As the market for VFD (variable frequency drive) motors in the marine winch environment has matured, the need for higher rotational speed is desired. The higher rotational speeds generate substantially more kinetic energy which is then combined with the potential energy from the suspended load. During an over-speed condition, the delay in the control system will allow an increase in motor speed beyond the motor max speed, thus further increasing the kinetic energy. As the interest in such high-speed applications increases, the desirability of an enclosed spring-applied, electrically released brake capable of absorbing the higher energy increases.

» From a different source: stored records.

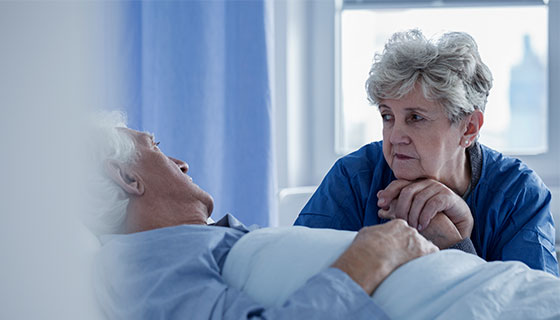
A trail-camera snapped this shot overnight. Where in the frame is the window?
[336,0,548,155]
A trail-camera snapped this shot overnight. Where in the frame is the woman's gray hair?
[83,111,138,235]
[366,29,492,123]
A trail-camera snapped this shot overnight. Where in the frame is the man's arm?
[333,219,438,295]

Common brakes in the industry only utilize a single friction disc. Additional torque and energy capacity is obtained by increasing the diameter of the friction interfaces. Increasing the diameter of the friction interfaces also increases the centripetal force and reduces the allowable speed. Increasing the diameter and number of friction interfaces may induce instability that is detected by a vibration or whirling condition. Multi-disc brakes are typically limited to horizontal shaft applications due to increased drag of the disc pack when operating in a vertical shaft configuration.
Another necessary feature for a brake operating in a marine environment is ease of maintenance and accessibility. During commissioning and maintenance procedures, the brakes may require a provision to manually release the disc pack without using the electromagnetic release function.
Further, a major drawback to multi-disc brake designs in the past has been the friction-induced vibration/shaft whirl that often occurs during a braking event.